Robert juga menegaskan Presiden Jokowi tidak bisa lepas tangan atas persoalan TWK pegawai KPK yang berujung pemecatan 57 pegawai. Dia mengatakan, rekomendasi dan temuannya diserahkan kepada kepala negara karena sesuai dengan aturan perundangan.

"Kami justru salah kalau rekomendasi kami tidak bermuara ke Bapak Presiden," ujarnya.

Lagipula, secara kelembagaan KPK berada pada rumpun eksekutif sehingga keputusan tertinggi berada di Presiden. Begitu juga dengan permasalahan TWK.

Diberitakan sebelumnya, 57 pegawai dinyatakan tak bisa lagi bekerja di KPK karena mereka tak bisa menjadi ASN sesuai mandat UU KPK Nomor 19 Tahun 2019 per akhir September mendatang.

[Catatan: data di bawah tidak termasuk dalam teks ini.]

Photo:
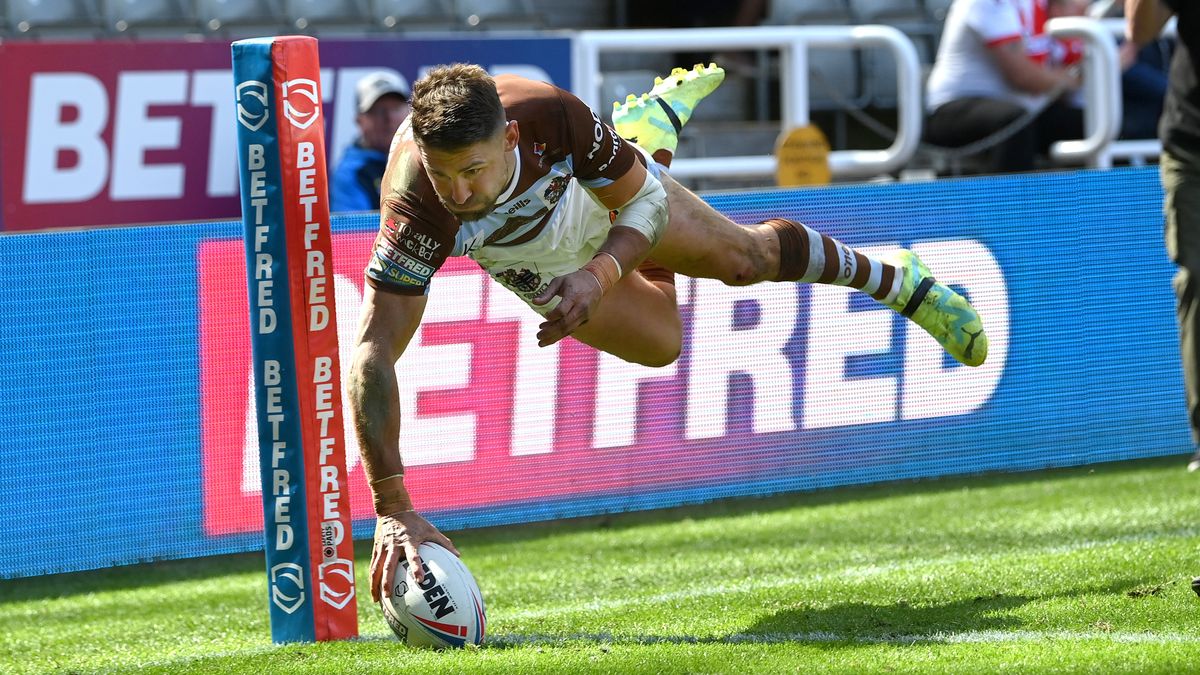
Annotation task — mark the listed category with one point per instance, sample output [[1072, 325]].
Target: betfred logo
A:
[[252, 105], [301, 105], [490, 418]]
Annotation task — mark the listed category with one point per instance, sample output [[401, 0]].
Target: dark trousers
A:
[[966, 120], [1181, 203]]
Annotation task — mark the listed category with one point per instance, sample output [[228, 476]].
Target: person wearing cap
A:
[[382, 107]]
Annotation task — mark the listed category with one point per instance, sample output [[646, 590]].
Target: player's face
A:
[[468, 180]]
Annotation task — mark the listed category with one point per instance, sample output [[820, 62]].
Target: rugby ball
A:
[[444, 610]]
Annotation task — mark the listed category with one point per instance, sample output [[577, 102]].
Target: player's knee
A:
[[660, 357], [665, 348], [742, 270]]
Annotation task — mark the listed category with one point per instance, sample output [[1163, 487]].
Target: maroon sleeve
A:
[[417, 234], [600, 156]]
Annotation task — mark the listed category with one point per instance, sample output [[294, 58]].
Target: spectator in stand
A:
[[993, 70], [383, 106], [1180, 169], [1143, 77]]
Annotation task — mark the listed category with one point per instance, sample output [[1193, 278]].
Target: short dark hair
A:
[[455, 106]]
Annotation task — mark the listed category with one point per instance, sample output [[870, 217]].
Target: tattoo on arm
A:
[[375, 399]]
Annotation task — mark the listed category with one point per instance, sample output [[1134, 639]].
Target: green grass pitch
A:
[[1081, 569]]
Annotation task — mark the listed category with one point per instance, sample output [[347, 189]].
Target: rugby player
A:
[[583, 222]]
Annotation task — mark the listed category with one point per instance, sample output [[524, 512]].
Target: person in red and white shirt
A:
[[993, 67]]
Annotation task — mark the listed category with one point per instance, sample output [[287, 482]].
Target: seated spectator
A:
[[1143, 77], [993, 70], [383, 105]]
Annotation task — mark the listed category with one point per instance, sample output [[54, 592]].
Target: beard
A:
[[468, 215]]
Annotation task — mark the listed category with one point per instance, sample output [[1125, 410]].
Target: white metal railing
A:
[[1102, 91], [793, 43], [1135, 150]]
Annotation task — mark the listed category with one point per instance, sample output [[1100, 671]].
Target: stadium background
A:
[[126, 356]]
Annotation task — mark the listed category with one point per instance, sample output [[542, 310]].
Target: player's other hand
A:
[[401, 535], [580, 292]]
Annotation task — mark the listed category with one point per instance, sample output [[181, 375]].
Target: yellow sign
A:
[[802, 157]]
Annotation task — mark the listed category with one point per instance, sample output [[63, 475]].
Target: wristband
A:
[[605, 268], [390, 496]]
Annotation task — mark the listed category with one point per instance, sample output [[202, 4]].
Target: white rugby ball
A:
[[444, 610]]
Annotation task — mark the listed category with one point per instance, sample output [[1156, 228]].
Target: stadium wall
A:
[[129, 431]]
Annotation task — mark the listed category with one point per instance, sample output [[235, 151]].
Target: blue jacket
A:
[[355, 181]]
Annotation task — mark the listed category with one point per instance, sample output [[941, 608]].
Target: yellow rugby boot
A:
[[942, 312], [653, 120]]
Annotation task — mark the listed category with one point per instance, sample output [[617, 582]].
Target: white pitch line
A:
[[849, 573], [969, 637]]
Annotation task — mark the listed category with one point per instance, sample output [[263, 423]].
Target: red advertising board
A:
[[99, 133]]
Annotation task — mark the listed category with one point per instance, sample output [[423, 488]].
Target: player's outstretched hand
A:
[[401, 535], [580, 292]]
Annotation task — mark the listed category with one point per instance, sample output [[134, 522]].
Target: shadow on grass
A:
[[173, 571], [851, 623]]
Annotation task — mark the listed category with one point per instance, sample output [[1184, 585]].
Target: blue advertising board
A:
[[124, 413]]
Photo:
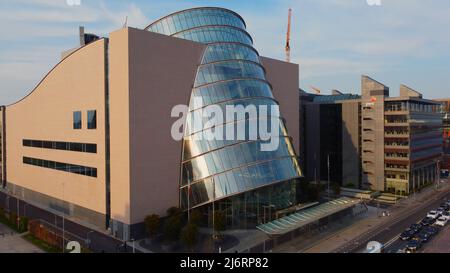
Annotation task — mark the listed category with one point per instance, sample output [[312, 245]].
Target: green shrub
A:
[[172, 227], [189, 236]]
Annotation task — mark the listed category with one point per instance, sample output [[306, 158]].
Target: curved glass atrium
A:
[[237, 175]]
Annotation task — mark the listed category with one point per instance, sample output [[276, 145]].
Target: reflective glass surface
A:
[[230, 51], [196, 18], [230, 74], [198, 119], [214, 34], [228, 70], [196, 144]]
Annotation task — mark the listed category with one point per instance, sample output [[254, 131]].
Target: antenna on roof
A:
[[126, 22]]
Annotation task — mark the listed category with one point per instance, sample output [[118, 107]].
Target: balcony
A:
[[397, 146], [399, 134], [400, 158]]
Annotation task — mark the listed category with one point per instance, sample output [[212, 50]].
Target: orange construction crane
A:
[[288, 38], [317, 90]]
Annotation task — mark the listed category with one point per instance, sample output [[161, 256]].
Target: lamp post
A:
[[133, 241], [63, 220], [88, 239], [328, 164]]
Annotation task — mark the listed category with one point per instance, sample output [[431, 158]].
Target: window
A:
[[77, 120], [92, 119], [58, 145]]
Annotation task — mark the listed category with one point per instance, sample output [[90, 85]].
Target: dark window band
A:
[[58, 145], [65, 167]]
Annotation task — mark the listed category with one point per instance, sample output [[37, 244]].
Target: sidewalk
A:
[[12, 242], [336, 240]]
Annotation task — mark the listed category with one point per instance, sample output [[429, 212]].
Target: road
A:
[[388, 234], [100, 242]]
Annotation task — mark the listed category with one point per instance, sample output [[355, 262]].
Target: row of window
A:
[[214, 34], [239, 180], [59, 166], [59, 145], [91, 120], [232, 51], [234, 89], [216, 72], [231, 157]]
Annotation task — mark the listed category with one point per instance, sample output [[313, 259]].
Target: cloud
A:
[[39, 30]]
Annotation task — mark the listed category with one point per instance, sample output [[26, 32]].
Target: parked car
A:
[[407, 234], [423, 236], [431, 230], [441, 221], [433, 214], [427, 221], [413, 245], [446, 215]]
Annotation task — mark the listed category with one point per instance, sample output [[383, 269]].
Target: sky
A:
[[333, 41]]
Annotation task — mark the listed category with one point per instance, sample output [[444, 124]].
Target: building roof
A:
[[304, 217], [334, 98]]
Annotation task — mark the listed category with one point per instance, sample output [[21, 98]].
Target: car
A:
[[413, 245], [423, 236], [446, 215], [433, 214], [431, 230], [441, 221], [427, 221], [407, 234], [416, 227]]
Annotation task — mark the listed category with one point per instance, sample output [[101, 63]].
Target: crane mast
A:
[[288, 38]]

Para pegawai tersebut di antaranya penyidik senior KPK Novel Baswedan dan Ambarita Damanik, Ketua Wadah Pegawai KPK Yudi Purnomo, penyelidik KPK Harun Al-Rasyid, serta puluhan nama lainnya.

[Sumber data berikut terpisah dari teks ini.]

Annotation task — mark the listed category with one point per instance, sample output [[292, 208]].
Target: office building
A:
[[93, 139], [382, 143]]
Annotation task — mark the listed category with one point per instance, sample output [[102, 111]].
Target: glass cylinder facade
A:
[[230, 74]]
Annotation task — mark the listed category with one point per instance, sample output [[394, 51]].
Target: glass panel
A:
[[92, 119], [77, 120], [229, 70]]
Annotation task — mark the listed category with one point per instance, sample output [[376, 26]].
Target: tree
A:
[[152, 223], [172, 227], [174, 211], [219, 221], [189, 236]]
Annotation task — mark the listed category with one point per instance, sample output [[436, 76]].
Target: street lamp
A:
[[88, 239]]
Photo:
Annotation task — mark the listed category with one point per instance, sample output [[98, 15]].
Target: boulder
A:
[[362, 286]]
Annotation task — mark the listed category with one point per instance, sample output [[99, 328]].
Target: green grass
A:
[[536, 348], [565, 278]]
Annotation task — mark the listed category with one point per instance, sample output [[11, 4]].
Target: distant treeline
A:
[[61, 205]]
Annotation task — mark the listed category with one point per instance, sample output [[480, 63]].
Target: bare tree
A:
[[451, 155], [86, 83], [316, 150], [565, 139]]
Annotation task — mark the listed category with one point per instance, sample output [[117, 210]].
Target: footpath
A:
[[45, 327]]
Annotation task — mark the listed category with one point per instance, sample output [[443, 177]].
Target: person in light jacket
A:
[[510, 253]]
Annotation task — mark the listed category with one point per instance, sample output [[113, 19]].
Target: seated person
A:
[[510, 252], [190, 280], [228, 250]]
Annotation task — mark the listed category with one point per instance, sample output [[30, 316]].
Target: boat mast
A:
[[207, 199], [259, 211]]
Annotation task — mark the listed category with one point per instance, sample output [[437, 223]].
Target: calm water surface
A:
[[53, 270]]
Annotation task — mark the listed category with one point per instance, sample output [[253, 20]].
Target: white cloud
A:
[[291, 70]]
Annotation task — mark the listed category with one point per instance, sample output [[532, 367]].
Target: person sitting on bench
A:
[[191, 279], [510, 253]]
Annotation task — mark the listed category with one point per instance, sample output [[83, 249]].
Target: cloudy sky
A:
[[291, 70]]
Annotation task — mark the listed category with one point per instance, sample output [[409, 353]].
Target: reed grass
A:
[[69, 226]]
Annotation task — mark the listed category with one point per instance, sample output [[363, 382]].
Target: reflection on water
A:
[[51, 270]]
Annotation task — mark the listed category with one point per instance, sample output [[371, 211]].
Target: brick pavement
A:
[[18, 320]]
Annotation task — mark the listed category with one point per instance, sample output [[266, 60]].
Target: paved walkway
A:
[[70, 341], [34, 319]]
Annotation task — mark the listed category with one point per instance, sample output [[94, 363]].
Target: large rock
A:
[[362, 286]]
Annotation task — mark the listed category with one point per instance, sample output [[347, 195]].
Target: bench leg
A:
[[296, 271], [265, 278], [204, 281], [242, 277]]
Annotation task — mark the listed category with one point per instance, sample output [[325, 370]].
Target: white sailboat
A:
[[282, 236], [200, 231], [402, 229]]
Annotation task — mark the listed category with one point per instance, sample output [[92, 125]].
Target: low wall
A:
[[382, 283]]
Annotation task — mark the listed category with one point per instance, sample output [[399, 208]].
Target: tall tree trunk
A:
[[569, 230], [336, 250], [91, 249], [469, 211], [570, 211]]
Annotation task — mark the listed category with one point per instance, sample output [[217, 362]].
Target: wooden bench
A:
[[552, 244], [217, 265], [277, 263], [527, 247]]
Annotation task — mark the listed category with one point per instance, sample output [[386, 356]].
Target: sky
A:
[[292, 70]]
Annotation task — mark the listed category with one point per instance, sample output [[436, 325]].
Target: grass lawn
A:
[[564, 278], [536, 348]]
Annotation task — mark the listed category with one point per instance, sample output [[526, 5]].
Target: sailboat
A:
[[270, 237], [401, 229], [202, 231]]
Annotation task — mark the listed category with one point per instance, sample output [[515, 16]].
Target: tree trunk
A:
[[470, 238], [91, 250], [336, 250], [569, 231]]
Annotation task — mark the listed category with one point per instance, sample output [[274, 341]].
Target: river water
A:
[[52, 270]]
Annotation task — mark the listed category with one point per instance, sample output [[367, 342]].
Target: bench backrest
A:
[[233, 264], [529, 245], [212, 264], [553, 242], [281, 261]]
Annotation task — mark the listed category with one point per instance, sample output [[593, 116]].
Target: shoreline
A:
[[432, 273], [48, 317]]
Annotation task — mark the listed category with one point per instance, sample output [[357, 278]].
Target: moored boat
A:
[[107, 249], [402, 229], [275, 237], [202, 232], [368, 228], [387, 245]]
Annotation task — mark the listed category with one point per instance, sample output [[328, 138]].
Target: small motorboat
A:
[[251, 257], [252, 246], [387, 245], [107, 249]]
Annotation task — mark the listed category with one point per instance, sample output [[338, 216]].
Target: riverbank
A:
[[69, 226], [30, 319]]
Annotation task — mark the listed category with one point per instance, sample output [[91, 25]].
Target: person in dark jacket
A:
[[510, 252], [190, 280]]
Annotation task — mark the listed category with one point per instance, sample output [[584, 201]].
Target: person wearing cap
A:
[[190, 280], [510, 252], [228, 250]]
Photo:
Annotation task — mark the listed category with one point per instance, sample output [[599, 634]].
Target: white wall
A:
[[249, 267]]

Komisi antirasuah berdalih ketidakbisaan mereka menjadi ASN bukan karena aturan perundangan seperti Perkom KPK Nomor 1 Tahun 2021 melainkan karena hasil asesmen mereka.

Tak hanya itu, KPK juga memastikan para pegawai telah diberikan kesempatan yang sama meski mereka telah melewati batas usia atau pernah berhenti menjadi ASN.

Hanya saja, keputusan itu menimbulkan polemik mengingat ditemukannya sejumlah maladministrasi dan penyalahgunaan wewenang dalam proses TWK oleh Ombudsman RI. Tak hanya itu, Komnas HAM juga menemukan adanya pelanggaran 11 hak para pegawai.

Sehingga, hal ini menjadi polemik. Apalagi, KPK dan Badan Kepegawaian Negara (BKN) tidak mau menindaklanjuti tindakan korektif maupun rekomendasi yang masing-masing dikeluarkan oleh Ombudsman RI dan Komnas HAM.